Ob hingegen die Schubhaft gerechtfertigt ist, das hat lange Zeit die Caritas Eisenstadt überprüft – bis ihr das Innenministerium vergangenen Juni den Auftrag entzogen hat. Die Schubhaft ist dann ungerechtfertigt, wenn der Asylwerber physisch oder psychisch haftunfähig oder minderjährig ist. Ein weiterer Grund ist, wenn eine Schubhaft zur Sicherung des Verfahrens nicht notwendig ist.

Caritas-Juristen legten gegebenenfalls Beschwerde ein – oft mit Erfolg. Von Jänner bis Juni 2009 gab es zehn Schubhaftbeschwerden allein in Eisenstadt. Vier Schubhäftlinge mussten freigelassen werden. „Das wurde von der Fremdenpolizei nicht goutiert“, so Wolfgang Zöttl, Leiter der Flüchtlingshilfe der Caritas Eisenstadt.

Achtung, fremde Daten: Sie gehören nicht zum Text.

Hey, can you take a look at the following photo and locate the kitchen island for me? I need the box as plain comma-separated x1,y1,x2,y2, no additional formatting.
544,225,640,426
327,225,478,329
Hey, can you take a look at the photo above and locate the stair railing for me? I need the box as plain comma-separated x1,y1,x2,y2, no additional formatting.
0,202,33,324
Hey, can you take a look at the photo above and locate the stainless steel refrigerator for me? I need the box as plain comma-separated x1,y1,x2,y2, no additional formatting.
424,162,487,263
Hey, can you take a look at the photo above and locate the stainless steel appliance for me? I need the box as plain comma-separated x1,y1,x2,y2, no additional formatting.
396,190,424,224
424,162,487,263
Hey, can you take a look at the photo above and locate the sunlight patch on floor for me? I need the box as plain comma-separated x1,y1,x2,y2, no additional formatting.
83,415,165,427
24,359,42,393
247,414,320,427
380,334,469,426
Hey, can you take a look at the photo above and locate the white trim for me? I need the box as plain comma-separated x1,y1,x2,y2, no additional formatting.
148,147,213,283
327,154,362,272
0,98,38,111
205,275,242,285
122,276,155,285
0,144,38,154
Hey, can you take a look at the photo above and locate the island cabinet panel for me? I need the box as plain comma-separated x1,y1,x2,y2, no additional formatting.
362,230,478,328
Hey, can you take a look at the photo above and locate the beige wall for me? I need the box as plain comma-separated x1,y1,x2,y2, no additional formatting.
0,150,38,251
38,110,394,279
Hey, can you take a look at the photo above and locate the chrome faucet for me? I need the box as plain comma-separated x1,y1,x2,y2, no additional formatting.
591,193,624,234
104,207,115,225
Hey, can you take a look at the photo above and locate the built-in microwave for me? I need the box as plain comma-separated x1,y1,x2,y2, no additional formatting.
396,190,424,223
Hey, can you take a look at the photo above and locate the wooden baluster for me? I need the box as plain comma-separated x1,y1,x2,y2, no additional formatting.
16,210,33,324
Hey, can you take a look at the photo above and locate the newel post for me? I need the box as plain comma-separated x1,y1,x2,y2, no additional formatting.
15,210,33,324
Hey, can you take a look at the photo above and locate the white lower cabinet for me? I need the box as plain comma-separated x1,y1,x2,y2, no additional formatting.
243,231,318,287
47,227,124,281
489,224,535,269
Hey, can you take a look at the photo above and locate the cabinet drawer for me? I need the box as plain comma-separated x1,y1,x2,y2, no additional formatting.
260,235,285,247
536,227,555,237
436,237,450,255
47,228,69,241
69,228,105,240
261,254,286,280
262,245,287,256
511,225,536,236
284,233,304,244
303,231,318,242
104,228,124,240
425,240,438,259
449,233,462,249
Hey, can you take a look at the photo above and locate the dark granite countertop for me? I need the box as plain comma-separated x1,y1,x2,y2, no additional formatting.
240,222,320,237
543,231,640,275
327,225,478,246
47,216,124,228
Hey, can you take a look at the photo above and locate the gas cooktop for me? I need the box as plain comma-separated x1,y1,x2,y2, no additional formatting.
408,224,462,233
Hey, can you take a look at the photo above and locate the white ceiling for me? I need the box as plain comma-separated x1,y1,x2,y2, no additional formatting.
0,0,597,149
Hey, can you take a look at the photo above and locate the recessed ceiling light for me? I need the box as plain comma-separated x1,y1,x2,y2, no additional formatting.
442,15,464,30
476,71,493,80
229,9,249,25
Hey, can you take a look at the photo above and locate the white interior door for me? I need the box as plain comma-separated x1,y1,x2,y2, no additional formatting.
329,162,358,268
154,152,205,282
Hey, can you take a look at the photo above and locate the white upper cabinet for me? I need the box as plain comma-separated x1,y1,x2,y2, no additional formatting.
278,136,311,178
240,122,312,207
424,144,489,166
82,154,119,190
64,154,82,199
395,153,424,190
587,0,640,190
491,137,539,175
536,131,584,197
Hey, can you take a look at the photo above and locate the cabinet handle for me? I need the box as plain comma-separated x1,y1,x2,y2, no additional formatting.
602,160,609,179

Interessen des Ministeriums

Auch ohne offiziellen Antrag vom Ministerium betreut die Caritas im Anhaltezentrum in der Gölbeszeile weiter Schubhäftlinge. „Wir sehen das als unseren Urauftrag“, sagt Zöttl. Einfach ist es nicht, denn um Zugang zu Häftlingen zu bekommen, muss man ihre Namen wissen. Die werden der Caritas ohne offiziellen Auftrag aber nicht mehr bekannt gegeben. Die Betreuung von Schubhäftlingen hat schließlich der Verein für Menschenrechte übernommen. Das ist nicht ganz ohne Kritik geblieben: Menschenrechtsorganisationen werfen dem Verein vor, nicht die Interessen der Schubhäftlinge, sondern die des Innenministeriums zu vertreten.

Die Gölbeszeile ist eine von vielen beschaulichen Straßen in Eisenstadt. Man muss schon zweimal hinschauen, um zwischen den Einfamilienhäusern das Anhaltezentrum zu entdecken. Denn erst auf den zweiten Blick entpuppt sich das unauffällige Gebäude als Gefängnis: Im Aufenthaltsraum stehen zwei Sofas, viele Pflanzen und ein Kaffeeautomat. Lediglich die schweren Eisengitter erinnern an die Funktion des Hauses. „Wir wollten keinen typischen Häfencharakter“, sagt Kommandant Erich Mauser, „geht es den Häftlingen gut, geht es uns gut.“

Das sei hier natürlich einfacher zu organisieren, weil das Anhaltezentrum nicht so groß sei. Das Leben und die Arbeit im PAZ laufe daher ohne größere Zwischenfälle ab; die Atmosphäre sei persönlicher. „Ab und zu schaue ich zum Trafikanten oder zum Supermarkt gegenüber und bringe den Häftlingen Tabak oder Obst mit“, sagt Mauser. Wie man am besten mit unterschiedlichen Kulturen umgeht, hat Mauser in interkulturellen Seminaren gelernt.

Bemühte Beamte

Dass die Beamten bemüht sind, bestätigt auch Zöttl von der Caritas. Dass dennoch Betreuung notwendig ist, zeigen die Zahlen: Bei einer Kapazität von 48Plätzen waren im Vorjahr 202Schubhäftlinge durchschnittlich 17,38Tage im Anhaltezentrum inhaftiert. Die Haft wolle man hier so kurz wie möglich halten, da es ja Freiheitsentzug sei. Und dennoch, meint Mauser, dass „die Arbeit nicht jedermanns Sache ist“. Denn Erfolge seien hier partout keine zu erkennen – zumindest im Gegensatz zu einem Streifenpolizisten, wenn der einen Bankräuber fasst.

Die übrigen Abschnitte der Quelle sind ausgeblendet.